3.1. Security Overview


The Red Hat AMQ runtime exposes three ports for remote access. These ports, which are mostly intended for managing the broker, are essentially disabled by default. They are configured to require authentication, but have no defined users. This makes the broker immune to breaches, but is not ideal for remote management.

Ports exposed by the container

Figure 3.1, “Ports Exposed by the Red Hat AMQ Container” shows the ports exposed by the AMQ container by default.

Figure 3.1. Ports Exposed by the Red Hat AMQ Container

The following ports are exposed by the container:
  • Console port—enables remote control of a container instance, through Apache Karaf shell commands. This port is enabled by default and is secured both by JAAS authentication and by SSL.
  • JMX port—enables management of the container through the JMX protocol.

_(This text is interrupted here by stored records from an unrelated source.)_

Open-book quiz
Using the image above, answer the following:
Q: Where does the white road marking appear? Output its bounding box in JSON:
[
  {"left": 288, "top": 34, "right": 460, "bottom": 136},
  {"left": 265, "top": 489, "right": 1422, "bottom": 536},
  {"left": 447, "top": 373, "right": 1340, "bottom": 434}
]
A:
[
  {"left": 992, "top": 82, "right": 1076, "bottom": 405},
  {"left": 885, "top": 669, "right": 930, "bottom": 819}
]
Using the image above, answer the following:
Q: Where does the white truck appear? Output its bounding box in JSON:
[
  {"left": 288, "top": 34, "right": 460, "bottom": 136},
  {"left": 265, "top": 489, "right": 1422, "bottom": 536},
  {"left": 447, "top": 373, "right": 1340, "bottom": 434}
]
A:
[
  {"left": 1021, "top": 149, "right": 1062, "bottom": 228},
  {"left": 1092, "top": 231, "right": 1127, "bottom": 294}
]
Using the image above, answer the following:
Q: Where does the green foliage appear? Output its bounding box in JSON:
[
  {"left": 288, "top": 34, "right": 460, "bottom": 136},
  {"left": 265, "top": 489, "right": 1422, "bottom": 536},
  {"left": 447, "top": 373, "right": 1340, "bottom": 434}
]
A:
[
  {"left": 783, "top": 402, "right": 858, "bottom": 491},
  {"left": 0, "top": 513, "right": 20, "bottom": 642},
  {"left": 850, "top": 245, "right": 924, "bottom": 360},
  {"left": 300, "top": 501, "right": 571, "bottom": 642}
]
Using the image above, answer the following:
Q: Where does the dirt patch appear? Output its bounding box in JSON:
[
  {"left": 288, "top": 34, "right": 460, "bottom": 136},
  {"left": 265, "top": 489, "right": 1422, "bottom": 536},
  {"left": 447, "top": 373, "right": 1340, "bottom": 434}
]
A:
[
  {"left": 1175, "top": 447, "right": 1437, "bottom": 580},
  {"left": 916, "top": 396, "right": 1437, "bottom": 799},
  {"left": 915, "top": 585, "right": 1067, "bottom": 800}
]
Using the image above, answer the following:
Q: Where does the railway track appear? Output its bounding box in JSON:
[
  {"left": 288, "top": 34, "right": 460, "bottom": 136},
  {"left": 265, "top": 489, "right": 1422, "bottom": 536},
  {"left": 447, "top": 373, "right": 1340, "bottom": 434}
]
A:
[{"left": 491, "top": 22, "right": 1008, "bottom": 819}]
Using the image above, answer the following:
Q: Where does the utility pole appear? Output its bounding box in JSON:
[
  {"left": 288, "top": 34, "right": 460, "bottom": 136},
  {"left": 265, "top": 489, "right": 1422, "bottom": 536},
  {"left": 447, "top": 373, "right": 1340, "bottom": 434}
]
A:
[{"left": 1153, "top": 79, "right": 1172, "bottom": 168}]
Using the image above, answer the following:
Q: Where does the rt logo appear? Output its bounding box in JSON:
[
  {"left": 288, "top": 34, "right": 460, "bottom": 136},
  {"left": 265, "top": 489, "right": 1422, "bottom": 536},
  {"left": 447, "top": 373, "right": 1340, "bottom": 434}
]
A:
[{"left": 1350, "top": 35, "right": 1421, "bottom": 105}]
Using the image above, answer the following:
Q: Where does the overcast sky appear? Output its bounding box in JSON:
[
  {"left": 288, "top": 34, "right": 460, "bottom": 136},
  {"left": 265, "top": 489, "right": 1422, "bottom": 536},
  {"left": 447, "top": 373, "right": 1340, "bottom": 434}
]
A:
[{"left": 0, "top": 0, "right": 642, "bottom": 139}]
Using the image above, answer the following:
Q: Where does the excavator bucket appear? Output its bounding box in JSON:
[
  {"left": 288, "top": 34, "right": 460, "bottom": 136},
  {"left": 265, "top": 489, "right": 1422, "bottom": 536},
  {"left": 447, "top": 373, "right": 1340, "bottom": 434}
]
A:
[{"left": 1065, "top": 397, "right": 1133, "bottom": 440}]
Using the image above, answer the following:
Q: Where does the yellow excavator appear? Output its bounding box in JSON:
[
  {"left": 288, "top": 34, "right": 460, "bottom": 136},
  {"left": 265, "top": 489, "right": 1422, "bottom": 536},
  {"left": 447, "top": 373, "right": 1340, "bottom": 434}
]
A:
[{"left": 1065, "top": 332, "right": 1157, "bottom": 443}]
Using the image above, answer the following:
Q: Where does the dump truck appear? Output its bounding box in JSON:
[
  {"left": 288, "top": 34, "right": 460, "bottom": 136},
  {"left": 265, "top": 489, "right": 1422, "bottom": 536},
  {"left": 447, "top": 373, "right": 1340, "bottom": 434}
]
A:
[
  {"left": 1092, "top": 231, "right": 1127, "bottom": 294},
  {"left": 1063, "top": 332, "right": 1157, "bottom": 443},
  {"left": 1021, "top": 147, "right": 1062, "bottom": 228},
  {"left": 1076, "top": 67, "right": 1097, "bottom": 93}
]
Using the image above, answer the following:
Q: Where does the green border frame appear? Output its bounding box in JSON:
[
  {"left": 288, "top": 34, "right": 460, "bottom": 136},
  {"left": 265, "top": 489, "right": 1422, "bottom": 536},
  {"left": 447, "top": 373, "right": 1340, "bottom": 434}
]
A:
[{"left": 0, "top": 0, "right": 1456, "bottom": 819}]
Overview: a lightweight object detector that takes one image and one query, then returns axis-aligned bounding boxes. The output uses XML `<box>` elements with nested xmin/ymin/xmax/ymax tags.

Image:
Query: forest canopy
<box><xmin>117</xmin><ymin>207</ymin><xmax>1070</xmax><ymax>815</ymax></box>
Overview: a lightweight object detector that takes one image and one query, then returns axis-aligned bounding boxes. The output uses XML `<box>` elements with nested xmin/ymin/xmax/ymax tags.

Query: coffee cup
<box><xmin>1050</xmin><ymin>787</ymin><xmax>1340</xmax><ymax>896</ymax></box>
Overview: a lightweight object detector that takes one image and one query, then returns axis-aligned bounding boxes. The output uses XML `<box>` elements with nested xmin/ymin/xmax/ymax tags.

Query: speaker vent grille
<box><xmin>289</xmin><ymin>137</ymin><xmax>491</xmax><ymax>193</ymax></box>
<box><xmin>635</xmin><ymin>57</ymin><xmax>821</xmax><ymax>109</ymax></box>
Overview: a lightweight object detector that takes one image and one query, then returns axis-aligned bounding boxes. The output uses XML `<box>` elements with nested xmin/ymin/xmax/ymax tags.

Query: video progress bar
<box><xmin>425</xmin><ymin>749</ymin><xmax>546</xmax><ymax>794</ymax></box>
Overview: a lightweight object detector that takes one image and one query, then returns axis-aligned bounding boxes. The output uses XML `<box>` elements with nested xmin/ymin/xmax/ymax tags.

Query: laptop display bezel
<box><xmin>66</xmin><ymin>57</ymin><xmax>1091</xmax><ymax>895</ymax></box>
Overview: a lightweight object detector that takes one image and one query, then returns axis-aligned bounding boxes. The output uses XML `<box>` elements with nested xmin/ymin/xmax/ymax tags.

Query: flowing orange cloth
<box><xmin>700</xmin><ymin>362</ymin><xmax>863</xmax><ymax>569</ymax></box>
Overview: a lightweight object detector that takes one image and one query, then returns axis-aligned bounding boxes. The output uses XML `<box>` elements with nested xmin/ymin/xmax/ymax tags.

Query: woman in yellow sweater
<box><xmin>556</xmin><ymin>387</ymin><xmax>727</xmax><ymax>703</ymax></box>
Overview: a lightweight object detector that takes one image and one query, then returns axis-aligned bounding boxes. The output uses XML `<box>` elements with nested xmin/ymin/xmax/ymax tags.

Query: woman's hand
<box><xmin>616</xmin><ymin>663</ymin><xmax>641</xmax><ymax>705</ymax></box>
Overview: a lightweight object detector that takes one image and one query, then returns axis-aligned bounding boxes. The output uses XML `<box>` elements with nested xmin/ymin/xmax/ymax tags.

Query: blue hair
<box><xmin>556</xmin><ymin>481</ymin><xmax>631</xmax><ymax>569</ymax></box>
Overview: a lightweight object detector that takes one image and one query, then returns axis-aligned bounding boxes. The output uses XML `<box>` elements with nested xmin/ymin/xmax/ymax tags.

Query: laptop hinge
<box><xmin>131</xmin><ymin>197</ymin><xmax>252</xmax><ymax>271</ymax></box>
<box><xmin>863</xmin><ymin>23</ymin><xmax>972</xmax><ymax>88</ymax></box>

This port is enabled by default and is secured by JAAS authentication.
  • Web console port—provides access to an embedded Jetty container that hosts the Fuse Management Console.

Authentication and authorization system

Red Hat AMQ uses Java Authentication and Authorization Service (JAAS) for ensuring the users trying to access the broker have the proper credentials. The implementation is modular, with individual JAAS modules providing the authentication implementations. AMQ's command console provides commands to configure the JAAS system.